Build your own Beat

Beats is the platform for building lightweight, open source data shippers that send all kinds of data to Elasticsearch for being later analyzed. We have Packetbeat for monitoring the network traffic exchanged between your servers, Filebeat for getting the logs from your servers and the newly released Metricbeat that periodically fetches metrics from external systems. If you need to collect other custom data, you can easily build your own Beat based on the libbeat framework.  There are already 25+ Community Beats made by the community.

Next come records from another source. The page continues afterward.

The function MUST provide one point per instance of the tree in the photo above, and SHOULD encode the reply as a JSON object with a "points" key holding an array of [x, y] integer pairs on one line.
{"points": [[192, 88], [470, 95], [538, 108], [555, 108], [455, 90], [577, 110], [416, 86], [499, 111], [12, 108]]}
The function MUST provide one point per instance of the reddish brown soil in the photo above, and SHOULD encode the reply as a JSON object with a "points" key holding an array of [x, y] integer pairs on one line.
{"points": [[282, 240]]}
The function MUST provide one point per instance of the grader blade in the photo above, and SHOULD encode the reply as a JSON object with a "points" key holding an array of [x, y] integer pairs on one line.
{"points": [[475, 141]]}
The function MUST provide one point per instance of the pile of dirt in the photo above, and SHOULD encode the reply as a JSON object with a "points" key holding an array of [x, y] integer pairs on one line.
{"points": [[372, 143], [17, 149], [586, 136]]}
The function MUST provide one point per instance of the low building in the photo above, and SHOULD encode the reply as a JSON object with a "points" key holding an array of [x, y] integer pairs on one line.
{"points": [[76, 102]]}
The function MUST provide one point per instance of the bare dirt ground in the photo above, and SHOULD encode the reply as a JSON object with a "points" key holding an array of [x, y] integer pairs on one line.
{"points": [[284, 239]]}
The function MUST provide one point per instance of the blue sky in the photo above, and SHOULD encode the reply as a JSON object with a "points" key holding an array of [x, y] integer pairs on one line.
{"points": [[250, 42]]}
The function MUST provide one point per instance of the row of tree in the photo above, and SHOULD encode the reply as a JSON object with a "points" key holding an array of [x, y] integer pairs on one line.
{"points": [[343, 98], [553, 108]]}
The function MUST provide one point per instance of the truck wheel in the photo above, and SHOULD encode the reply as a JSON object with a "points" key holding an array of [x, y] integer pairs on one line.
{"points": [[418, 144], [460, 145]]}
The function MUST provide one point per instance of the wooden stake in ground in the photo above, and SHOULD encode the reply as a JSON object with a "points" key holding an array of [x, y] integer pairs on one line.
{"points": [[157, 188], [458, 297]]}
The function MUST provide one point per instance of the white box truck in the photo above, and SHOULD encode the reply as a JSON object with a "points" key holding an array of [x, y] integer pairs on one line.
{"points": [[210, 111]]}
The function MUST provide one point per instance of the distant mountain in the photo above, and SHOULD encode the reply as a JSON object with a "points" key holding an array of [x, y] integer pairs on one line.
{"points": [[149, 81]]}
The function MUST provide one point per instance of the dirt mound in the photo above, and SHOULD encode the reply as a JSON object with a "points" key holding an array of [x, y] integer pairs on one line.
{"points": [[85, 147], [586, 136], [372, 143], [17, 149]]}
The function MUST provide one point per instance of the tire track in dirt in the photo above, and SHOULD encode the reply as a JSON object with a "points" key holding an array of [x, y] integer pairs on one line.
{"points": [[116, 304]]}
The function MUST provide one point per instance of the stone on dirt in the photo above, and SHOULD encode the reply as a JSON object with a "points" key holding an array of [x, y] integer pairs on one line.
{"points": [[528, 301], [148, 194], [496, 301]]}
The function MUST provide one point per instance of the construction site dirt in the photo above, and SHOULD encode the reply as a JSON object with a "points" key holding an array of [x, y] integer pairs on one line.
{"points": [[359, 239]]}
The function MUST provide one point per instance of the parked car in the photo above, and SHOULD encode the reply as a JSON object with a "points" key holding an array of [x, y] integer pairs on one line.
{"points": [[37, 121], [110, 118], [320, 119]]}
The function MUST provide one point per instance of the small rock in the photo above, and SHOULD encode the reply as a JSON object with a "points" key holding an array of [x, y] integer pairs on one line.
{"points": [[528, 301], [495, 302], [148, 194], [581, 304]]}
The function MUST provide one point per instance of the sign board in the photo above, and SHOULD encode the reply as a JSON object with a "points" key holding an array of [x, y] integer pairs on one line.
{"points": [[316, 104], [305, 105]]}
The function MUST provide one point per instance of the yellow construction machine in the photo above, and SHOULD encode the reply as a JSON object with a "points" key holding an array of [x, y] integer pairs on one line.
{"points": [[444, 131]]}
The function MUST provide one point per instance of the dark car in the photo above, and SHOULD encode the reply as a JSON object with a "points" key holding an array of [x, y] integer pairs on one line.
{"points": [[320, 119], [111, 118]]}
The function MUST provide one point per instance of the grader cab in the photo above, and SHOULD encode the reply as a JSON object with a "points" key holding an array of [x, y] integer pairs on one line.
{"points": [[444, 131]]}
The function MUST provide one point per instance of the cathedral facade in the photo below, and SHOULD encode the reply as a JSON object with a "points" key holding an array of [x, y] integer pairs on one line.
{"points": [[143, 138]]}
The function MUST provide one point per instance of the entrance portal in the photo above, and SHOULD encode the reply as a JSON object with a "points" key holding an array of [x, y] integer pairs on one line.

We provide the Beat Generator package that helps you create your own Beat. In this blog post, you will see how to create your own Beat by using the Beat Generator. The Beat that we create today for practice is lsbeat. lsbeat indexes informations of files and directories, similar with the Unix command ls. This article is based on Unix, so if you are Windows or other OS user, follow the instructions which fits with your OS.

Step 1 - Setup your Golang Environment

Beats are written in Golang. To create and develop a Beat, Golang must be installed on your machine. Follow the guide here to install Golang. Currently Beats require at least Golang 1.6. Make sure you properly setup your $GOPATH variable.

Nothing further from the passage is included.